I, on the other hand, confused Teniers the elder and Teniers the
younger
In Amsterdam, where I saw Terry Gilliam’s Twelve Monkeys on my own.
On the outskirts of Moscow we failed to distinguish clearly between
Charles and Burl Ives:
Our punishment was to sit though Sergei Eisenstein’s Ivan the Terrible,
Parts I and II, twice.
I met a man in New York who couldn’t tell the difference between
George
And Zbigniew Herbert; his favourite film was Kenji Mizoguchi’s Ugetsu
Monogatari, which he insisted we see together.

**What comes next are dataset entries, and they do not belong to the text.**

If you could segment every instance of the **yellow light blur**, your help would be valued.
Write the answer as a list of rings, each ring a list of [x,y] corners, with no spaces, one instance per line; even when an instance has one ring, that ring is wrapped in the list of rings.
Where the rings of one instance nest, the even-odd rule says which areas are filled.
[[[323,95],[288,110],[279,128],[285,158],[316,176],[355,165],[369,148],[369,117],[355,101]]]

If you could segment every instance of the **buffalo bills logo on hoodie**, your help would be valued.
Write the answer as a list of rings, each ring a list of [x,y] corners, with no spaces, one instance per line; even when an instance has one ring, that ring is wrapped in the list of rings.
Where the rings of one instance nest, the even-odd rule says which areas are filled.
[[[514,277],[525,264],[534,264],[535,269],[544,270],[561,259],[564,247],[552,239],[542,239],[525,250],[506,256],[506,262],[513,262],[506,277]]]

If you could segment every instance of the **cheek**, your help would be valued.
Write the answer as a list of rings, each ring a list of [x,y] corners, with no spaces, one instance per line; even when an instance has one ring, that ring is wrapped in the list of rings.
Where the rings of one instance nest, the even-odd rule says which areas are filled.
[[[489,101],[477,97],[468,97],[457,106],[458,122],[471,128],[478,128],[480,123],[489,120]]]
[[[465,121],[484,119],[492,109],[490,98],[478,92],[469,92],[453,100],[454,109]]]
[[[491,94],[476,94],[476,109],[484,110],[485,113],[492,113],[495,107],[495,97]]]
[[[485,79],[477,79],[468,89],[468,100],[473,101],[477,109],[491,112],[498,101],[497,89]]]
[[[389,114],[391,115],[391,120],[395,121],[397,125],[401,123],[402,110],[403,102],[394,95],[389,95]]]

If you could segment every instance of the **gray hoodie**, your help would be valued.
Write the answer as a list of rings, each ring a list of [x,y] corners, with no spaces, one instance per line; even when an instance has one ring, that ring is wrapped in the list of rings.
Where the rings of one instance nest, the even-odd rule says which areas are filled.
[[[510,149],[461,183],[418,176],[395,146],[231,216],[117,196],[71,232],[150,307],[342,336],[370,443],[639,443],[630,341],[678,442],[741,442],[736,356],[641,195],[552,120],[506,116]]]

In Cardiff I confounded Edward, Dylan, and R.S. Thomas;
To get over my embarrassment I went to a performance of Jean-Luc
Godard’s Alphaville.
People continually mistake the work of Antoine Le Nain for that of his
brother Louis, even in Los Angeles,
Where most films are made, including Doug Liman’s Swingers, which I
recently saw for the first time, and really enjoyed.